The problem stemmed from a job board integration that had been incorrectly configured when it was first set up. Whenever a candidate applied for a job through this board, the system assigned them a default address—an address in Texas—if their actual location wasn't parsed from their resume.

Over time, this issue snowballed. Tens of thousands of candidates from across the country had the same incorrect location. Often, these root causes are not immediately known, and once discovered, they can trigger an unexpected fire drill—especially when recruiters need to start sourcing from that location and have time-sensitive candidate submission requirements.

The impact?
  • Any recruiter or automation tool sourcing for candidates in Texas was flooded with irrelevant results—blocking them from reaching actual local candidates.
  • Search and sourcing efforts using location-based filters were completely unreliable.
  • Compliance risks arose because location accuracy matters for tax, employment laws, and remote work classification.
The Scale of the Problem: Time and Cost Impact

Fixing these records manually wasn’t an option. Let’s break down why:

  • Through analysis, they determined that correcting a single record—finding the right address, validating it, and updating it in Bullhorn—would take between 3 to 5 minutes per record.
  • With 100,000 bad records, that meant:
    • 300,000 to 500,000 minutes of manual work
    • That’s 5,000 to 8,333 hours
    • Or roughly 2.5 to 4 full-time employees working for a YEAR

Even if a company outsourced this data cleanup at $20 per hour, they’d be looking at a $100,000 to $160,000 cost just to fix the mess.

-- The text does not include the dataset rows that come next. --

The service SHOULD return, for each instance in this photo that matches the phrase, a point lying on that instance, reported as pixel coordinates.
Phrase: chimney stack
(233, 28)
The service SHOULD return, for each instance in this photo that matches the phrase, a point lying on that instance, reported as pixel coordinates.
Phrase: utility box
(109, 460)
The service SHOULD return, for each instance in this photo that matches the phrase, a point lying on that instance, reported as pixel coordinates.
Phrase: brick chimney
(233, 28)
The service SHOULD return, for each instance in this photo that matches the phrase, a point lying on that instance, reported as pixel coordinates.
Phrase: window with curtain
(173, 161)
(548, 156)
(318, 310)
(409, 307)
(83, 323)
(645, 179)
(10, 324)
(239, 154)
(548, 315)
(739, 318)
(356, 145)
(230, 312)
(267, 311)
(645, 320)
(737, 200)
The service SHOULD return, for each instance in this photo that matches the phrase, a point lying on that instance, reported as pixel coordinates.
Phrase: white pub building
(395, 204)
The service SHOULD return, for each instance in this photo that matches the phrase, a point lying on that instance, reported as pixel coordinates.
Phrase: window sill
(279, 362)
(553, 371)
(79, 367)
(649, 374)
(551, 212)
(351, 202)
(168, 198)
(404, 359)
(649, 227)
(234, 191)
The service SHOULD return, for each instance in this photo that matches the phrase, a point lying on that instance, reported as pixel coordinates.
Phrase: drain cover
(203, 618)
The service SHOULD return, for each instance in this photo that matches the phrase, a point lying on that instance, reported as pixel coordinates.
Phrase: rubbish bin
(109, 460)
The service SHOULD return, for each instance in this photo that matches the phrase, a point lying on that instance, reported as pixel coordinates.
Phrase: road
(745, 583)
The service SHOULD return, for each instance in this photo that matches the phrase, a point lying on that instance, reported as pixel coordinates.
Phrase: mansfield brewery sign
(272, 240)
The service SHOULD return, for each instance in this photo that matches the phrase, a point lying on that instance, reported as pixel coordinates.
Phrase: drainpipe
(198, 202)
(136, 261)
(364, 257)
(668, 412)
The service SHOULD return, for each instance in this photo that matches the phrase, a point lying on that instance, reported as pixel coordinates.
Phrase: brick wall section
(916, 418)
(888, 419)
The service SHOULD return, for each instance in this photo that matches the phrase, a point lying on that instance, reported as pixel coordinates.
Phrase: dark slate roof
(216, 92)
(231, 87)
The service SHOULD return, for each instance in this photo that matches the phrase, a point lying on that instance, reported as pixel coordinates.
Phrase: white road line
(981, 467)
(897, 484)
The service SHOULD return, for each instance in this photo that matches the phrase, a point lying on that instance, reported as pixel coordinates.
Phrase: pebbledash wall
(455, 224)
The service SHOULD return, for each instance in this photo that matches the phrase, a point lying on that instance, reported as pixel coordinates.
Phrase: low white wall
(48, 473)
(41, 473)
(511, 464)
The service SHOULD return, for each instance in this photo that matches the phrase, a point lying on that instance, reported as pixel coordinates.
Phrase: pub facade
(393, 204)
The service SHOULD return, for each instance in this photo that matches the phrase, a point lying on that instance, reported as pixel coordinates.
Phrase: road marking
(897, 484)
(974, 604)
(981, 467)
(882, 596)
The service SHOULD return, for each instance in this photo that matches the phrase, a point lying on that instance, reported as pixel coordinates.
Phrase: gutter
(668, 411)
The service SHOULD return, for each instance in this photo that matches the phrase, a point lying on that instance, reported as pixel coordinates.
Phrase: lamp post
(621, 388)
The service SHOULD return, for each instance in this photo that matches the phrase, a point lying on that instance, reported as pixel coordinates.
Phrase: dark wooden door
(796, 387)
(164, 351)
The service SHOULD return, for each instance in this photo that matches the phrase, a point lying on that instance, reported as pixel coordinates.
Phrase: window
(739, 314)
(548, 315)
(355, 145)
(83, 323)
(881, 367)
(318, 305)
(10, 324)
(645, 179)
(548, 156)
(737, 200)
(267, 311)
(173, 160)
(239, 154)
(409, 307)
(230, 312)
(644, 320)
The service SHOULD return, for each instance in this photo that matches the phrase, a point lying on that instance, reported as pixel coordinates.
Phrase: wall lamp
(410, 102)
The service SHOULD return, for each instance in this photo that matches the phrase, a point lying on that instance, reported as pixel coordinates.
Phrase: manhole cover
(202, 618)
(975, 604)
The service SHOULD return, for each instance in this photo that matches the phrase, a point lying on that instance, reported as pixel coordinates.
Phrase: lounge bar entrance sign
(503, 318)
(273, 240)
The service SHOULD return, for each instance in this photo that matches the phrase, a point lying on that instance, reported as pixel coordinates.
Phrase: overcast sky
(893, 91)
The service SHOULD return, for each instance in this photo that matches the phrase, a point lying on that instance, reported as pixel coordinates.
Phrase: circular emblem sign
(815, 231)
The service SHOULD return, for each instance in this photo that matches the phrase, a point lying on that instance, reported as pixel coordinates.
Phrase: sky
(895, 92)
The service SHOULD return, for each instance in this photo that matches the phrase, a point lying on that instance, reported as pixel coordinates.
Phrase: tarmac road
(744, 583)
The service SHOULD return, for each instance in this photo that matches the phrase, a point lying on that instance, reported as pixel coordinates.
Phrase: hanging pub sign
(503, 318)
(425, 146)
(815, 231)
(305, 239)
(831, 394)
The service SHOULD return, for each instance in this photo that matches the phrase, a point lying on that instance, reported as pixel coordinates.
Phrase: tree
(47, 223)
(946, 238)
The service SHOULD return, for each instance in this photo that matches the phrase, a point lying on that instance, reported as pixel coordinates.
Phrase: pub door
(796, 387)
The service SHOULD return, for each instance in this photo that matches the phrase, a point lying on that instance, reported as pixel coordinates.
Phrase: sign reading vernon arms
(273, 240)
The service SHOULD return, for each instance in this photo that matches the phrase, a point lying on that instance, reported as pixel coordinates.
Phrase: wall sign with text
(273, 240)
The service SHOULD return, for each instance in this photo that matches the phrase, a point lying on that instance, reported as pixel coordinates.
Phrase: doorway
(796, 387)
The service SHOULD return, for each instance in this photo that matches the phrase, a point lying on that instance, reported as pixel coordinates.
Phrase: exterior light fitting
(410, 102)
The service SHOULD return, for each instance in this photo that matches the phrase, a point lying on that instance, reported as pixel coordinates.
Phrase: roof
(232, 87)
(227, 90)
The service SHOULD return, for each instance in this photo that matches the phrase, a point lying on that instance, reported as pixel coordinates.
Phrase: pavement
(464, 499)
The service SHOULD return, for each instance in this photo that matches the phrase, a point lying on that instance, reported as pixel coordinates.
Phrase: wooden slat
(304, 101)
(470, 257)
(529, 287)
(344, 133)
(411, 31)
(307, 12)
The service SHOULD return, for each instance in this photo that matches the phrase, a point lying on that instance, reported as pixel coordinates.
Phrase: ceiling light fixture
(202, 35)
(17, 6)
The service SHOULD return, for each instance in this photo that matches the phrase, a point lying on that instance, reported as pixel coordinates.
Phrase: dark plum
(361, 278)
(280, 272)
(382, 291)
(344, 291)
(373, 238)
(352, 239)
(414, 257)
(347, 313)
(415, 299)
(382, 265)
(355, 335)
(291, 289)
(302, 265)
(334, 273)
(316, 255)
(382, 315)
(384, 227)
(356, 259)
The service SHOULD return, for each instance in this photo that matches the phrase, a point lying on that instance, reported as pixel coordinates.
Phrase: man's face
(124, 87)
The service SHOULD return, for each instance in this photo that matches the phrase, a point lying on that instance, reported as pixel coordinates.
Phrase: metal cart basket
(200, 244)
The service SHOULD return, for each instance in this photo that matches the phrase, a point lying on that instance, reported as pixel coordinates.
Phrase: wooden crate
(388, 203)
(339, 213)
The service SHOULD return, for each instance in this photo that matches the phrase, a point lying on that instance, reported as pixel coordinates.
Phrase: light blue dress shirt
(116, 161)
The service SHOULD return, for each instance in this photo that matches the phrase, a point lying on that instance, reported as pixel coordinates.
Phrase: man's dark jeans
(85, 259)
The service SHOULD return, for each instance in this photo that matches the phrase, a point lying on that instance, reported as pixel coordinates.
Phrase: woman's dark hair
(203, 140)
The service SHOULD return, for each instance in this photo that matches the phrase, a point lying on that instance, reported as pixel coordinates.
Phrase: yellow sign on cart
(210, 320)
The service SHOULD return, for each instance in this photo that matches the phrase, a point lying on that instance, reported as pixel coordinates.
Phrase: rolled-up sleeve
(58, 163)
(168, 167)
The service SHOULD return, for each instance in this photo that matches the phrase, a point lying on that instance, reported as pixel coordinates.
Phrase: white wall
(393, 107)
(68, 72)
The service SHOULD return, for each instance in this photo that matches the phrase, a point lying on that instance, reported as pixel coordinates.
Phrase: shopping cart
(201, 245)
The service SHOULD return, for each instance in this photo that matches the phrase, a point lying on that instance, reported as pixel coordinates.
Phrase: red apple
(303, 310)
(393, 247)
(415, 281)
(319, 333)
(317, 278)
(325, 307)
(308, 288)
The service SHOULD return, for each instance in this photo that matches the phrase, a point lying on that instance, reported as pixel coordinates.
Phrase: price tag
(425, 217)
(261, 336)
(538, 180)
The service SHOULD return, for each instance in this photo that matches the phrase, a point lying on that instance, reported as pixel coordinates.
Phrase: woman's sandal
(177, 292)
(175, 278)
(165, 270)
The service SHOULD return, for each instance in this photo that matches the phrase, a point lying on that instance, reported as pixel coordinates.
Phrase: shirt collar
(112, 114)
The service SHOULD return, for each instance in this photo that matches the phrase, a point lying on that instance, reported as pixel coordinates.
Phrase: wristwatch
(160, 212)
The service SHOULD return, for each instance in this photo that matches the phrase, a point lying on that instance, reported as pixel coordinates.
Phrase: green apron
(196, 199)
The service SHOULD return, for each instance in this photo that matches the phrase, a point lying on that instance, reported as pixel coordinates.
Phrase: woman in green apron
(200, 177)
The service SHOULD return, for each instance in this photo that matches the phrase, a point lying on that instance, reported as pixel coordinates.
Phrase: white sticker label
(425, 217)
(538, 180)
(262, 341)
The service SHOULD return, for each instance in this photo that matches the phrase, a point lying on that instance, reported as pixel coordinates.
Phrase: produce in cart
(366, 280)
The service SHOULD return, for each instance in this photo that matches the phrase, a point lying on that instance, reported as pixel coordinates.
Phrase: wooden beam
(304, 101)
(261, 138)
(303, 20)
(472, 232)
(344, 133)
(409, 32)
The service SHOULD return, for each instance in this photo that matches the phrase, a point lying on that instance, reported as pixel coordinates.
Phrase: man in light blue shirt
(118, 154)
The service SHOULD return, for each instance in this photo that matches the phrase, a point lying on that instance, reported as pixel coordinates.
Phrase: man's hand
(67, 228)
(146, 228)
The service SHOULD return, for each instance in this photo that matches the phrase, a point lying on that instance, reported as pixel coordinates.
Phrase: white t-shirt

How We Fixed It Efficiently

Instead of throwing time and money at a manual process, we deployed an automated, structured approach that restored Bullhorn’s data integrity without disrupting operations.

1. Bulk Identification & Issue Isolation
  • We analyzed all candidate records in Bullhorn to identify which records contained incorrect addresses.
  • We determined whether other information within the record or resume could provide an accurate location.
  • If no location data was available, we sourced the correct address using external verification services.
2. Data Enrichment & Validation
  • For candidates with resumes in Bullhorn, we extracted address details from the original application.
  • For candidates without address information, we used external data services to enrich missing fields based on available contact details.
3. Automated Updates at Scale
  • Once validated, we pushed corrected addresses back into Bullhorn in bulk, ensuring that recruiters and automation tools immediately had access to clean, usable data.
Results: Immediate and Measurable Improvements
  • 100,000 records were fixed without any manual entry.
  • Recruiters searching for Texas-based candidates finally got relevant results—restoring sourcing efficiency.
  • Automated screening tools and job-matching algorithms started working correctly again.
  • The company saved over $100,000 in labor costs compared to manual fixes.
  • Bullhorn became a trusted data source again—improving recruiter confidence in searches.
Key Takeaways: Why Data Quality Matters

This case highlights a common but overlooked issue in recruiting databases: small misconfigurations can create massive problems over time.

  • Bad data blocks automation. If a sourcing tool can’t trust location data, it can’t do its job.
  • Bad data costs money. A seemingly minor integration issue led to a six-figure cleanup cost—avoided only through automation.
  • Proactive data maintenance is essential. Regular audits and automated enrichment prevent problems like this from compounding over years.

Recruiters rely on accurate data to source and place talent. Without structured data management, issues like these will surface—and they will impact revenue.